Chris O’Connell kolejnym rywalem Huberta Hurkacza w Dubaju
Ponieważ Hubert Hurkacz wczoraj skończył kolejny dreszczowiec grubo po północy czasu lokalnego, dziś ma zasłużony odpoczynek. Za to wysiłek czekał jego potencjalnego rywala, bowiem miał go wyłonić popołudniowy mecz Maximiliana Marterera (96. ATP) z Christopherem O’Connellem (68. ATP).
Australijczyk szybko zapewnił sobie przewagę w meczu pierwszej rundy, notując dwa przełamania z rzędu, oba wywalczone przy pierwszej okazji. Przy bezradności Marterera wyszedł na 5:1, pozwolił przeciwnikowi obronić gema i przy swoim serwisie seta zamknął na sucho.
W drugim sztuki nie powtórzył, przynajmniej nie dokładnie. Próbował przełamać na 2:1, później na 3:2, ale kwalifikant postawił skuteczny opór. Finisz należał jednak do faworyta, który w dziewiątym gemie przechylił partię na swoją korzyść, wygrywając 6:4.

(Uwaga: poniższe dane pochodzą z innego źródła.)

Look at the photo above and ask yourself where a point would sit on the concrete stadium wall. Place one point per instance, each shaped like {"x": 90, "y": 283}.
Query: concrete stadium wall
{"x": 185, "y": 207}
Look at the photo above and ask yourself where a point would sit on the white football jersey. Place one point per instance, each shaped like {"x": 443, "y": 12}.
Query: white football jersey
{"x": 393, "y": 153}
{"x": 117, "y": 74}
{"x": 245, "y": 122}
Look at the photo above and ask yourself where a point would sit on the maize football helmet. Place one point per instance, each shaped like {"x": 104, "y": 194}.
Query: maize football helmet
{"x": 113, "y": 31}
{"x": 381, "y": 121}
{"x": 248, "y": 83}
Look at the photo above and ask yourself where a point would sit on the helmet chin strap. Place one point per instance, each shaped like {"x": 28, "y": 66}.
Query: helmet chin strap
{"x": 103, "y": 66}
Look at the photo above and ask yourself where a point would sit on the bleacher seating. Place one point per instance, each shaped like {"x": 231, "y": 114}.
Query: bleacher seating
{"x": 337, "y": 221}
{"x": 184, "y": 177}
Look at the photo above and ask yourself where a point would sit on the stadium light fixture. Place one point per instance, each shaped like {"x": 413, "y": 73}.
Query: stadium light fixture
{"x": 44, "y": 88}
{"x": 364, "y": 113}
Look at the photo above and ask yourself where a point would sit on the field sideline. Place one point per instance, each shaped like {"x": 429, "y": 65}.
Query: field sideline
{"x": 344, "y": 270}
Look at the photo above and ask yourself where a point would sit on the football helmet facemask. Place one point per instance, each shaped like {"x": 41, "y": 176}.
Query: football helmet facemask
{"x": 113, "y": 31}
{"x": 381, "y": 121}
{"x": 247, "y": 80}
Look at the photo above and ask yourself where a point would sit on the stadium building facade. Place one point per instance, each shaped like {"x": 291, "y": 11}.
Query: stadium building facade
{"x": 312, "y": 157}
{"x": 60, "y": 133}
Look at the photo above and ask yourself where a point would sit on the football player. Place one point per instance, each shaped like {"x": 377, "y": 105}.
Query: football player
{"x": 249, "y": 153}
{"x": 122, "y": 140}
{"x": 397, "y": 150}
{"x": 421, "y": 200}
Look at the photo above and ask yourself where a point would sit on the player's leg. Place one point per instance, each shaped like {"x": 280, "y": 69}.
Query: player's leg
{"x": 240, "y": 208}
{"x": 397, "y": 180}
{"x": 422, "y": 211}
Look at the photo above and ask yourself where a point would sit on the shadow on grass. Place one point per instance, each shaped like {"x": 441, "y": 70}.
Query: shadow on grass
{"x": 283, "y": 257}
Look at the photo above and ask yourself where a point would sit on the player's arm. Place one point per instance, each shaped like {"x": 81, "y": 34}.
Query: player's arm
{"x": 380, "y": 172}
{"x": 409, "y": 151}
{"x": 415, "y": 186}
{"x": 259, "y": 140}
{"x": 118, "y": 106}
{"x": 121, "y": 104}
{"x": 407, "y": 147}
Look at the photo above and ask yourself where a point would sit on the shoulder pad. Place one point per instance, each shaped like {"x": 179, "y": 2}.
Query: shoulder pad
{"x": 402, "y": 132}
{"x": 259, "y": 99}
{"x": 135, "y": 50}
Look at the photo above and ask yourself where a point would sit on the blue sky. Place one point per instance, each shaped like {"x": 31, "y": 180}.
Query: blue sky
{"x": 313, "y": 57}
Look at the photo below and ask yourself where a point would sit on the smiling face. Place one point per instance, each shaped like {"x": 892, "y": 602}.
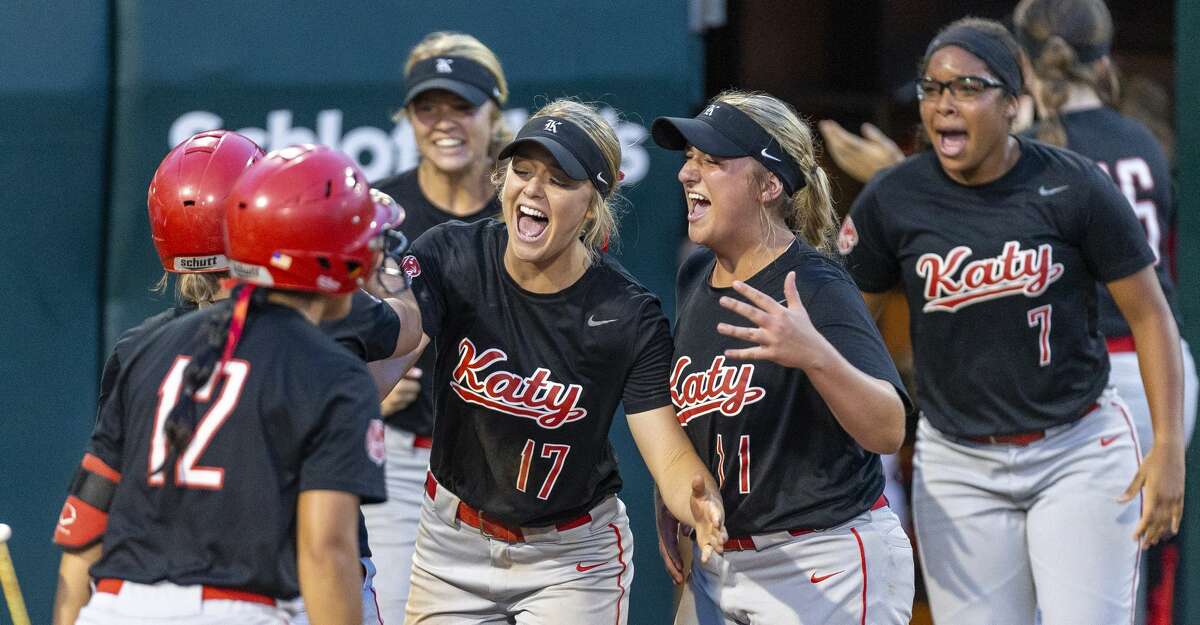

Jutro O’Connell powalczy o ćwierćfinał rozgrywek z najlepszym polskim tenisistą. Do tej pory na korcie spotkali się raz, podczas czerwcowego turnieju w Stuttgarcie. Wówczas Hubert Hurkacz w obu setach zadawał cios na finiszu, przełamując na 6:4, 6:4.
Ponieważ jednak obecnie zdaje się iść na rekord tie-breaków, trudno przewidywać, czy jutro to powtórzy. Dość wspomnieć, że Australijczyk niedawno w Dausze poradził sobie z Janem-Lennardem Struffem znacznie szybciej od Hurkacza, wygrywając 6:4, 6:4.